The annual Achievement of Curriculum for Excellence (CfE) Levels Return includes data on all Primary 1, Primary 4, Primary 7 and Secondary 3 pupils in publicly funded mainstream schools, and all pupils based in publicly funded special schools/units.
And it makes grim reading for Fife schools in particular, with the region’s statistics below average at all stages compared with a mixed picture in Dundee, Perth and Angus.
The figures have also highlighted how the gap in performance between pupils from deprived and affluent areas widens throughout primary school, with a higher proportion of those living in the wealthiest areas achieving the expected Curriculum for Excellence (CfE) level.
Peter McNaughton, head of education in Fife, said: “In Fife, we took the view some years ago that we needed to have a system that supported the monitoring and tracking of pupil attainment.
“In implementing our system we recognised the national guidance, at the time, on assessment.
“Our resultant system supported teaching staff in tracking the pace of learning for every learner through each level of Curriculum for Excellence.
“This helped staff to ensure that there was appropriate pace and challenge for learners. Our system was seen as advanced and very effective.
“Following new changed guidance, published by the Scottish Government in June 2016, a national system for the collection of pupil attainment data was introduced. The result of this is a necessary and significant change in our approaches to assessment in Fife and to the system that our schools use.
“In short, until this year, we recorded the level within which a child was working.
“The new, national, approach asks us to record the child’s ‘level achieved’. These are two very different things.
“These changes have resulted in differences at school-level and now authority-level in terms of percentages of cohorts of children who have actually achieved a level.
“The published levels of achievement for Fife schools reflect the above changes.
“Our children continue to do well. School communities continue to work hard and effectively. The commitment of staff and parents helps to ensure that every child reach their potential.

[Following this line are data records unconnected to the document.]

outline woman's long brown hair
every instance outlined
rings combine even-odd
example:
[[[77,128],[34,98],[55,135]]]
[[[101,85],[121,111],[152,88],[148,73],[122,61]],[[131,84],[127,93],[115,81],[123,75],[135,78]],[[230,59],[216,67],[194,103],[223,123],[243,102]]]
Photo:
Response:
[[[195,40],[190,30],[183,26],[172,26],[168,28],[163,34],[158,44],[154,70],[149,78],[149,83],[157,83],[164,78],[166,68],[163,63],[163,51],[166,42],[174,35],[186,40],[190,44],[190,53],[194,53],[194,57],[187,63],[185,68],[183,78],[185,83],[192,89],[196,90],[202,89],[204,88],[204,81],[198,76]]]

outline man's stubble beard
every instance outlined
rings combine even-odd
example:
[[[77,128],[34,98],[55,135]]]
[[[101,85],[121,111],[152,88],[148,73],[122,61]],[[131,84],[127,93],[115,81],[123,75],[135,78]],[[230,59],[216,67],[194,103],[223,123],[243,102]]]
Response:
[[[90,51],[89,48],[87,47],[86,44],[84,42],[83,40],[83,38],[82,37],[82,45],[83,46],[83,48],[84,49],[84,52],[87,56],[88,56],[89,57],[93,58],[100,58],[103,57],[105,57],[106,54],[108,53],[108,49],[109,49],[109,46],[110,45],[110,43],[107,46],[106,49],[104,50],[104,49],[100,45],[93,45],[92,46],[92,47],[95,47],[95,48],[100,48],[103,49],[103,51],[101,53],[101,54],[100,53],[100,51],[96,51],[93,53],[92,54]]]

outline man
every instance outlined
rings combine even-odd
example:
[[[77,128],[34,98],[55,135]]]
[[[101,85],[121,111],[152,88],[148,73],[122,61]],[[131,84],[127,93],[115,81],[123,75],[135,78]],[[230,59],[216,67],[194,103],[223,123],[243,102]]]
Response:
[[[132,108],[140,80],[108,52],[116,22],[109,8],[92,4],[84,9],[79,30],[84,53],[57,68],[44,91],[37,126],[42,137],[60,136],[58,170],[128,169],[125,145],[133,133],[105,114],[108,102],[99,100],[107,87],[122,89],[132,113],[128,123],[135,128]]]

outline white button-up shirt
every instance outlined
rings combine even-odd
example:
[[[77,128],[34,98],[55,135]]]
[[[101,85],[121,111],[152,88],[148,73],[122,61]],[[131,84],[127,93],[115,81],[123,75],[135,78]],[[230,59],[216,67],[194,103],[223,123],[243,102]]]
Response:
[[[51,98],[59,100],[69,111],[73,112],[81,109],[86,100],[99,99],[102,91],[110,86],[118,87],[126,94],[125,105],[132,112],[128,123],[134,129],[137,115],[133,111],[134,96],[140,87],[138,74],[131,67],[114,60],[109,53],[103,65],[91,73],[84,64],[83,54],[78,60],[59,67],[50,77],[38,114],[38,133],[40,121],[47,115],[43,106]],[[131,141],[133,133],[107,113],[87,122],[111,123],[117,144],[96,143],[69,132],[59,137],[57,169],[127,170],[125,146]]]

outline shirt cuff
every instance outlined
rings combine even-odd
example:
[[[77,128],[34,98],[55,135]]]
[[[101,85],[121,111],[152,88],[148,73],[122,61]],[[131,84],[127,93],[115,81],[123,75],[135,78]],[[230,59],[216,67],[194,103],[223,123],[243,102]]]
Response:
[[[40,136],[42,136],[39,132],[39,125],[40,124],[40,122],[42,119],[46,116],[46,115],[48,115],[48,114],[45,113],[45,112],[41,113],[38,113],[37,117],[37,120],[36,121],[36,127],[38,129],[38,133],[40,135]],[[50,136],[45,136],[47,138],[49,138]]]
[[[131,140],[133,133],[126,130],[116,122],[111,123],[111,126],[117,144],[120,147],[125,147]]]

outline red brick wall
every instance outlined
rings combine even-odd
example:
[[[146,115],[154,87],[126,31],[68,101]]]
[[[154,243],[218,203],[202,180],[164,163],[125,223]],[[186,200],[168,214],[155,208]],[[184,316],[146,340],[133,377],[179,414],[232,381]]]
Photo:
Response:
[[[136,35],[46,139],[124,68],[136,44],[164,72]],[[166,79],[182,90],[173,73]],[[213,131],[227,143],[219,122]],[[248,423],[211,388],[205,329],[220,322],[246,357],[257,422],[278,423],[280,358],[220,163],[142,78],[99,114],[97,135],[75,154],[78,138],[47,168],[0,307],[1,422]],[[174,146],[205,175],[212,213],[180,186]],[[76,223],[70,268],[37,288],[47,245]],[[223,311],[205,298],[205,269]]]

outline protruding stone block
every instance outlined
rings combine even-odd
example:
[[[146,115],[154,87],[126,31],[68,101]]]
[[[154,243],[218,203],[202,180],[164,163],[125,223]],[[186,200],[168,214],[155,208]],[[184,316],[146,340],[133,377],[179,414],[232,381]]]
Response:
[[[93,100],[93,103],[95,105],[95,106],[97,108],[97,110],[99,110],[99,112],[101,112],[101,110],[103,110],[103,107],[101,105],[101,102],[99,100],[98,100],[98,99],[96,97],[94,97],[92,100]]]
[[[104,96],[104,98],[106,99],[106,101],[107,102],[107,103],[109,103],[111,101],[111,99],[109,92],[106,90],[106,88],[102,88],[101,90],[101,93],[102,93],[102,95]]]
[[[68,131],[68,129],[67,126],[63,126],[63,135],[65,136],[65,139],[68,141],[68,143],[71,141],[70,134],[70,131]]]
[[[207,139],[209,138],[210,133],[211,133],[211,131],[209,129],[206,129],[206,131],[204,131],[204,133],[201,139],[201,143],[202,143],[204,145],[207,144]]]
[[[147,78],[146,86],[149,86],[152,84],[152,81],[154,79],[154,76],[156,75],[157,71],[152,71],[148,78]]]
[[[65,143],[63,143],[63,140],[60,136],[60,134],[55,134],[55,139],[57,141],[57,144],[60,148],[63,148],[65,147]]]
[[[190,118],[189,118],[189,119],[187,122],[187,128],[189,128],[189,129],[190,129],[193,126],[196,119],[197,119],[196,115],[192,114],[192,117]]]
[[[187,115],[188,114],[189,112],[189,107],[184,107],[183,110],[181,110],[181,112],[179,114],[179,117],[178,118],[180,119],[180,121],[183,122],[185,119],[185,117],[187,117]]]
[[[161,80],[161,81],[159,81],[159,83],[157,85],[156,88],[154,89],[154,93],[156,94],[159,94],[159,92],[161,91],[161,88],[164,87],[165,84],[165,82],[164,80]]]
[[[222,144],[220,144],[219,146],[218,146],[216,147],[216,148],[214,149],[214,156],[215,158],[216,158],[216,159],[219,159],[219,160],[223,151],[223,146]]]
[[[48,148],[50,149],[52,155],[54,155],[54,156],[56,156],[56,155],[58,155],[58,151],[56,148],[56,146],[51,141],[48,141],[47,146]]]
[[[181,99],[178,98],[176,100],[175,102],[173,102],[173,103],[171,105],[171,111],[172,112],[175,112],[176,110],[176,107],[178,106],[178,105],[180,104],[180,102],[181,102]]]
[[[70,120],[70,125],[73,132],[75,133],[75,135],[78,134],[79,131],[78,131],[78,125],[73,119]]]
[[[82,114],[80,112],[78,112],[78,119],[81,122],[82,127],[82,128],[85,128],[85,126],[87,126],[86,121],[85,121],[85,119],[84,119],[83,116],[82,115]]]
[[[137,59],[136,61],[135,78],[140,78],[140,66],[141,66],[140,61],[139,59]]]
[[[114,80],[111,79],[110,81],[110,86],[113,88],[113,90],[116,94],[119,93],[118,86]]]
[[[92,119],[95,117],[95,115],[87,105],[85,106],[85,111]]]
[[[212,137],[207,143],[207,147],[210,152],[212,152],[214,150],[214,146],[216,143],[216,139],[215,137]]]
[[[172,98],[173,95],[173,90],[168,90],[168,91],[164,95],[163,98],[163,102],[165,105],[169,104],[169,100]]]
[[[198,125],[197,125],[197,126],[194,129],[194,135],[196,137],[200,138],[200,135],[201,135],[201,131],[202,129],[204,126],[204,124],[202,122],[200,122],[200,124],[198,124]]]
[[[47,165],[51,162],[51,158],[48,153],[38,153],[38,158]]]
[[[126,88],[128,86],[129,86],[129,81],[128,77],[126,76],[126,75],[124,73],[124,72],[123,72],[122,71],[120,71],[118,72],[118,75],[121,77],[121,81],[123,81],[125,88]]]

“We’re confident that the ongoing work being undertaken within Fife to support schools with the new guidance and changes within our system will be reflected in our performance data as we move into next session, and beyond.
“Our staff continue to develop high quality learning and teaching to ensure that all pupils attain the best possible outcomes.”
Angus is above average at every stage in reading, writing and listening/talking, while Perth is underperforming at secondary level but above average at primary in reading, writing, listening/talking and numeracy.
It was a mixed picture for Dundee in relation to listening/talking, while the city is below average at all primary stages and above average at secondary in reading and writing.
It was, however, below average at all stages in relation to numeracy.
Deputy First Minister John Swinney described education as the Scottish Government’s “number one priority” and said it was investing heavily to ensure every child in Scotland has an equal chance to realise their full potential.
“We have also set out a robust package of indicators to measure progress closing the attainment gap and are publishing more data than ever on children’s progress under Curriculum for Excellence,” he added.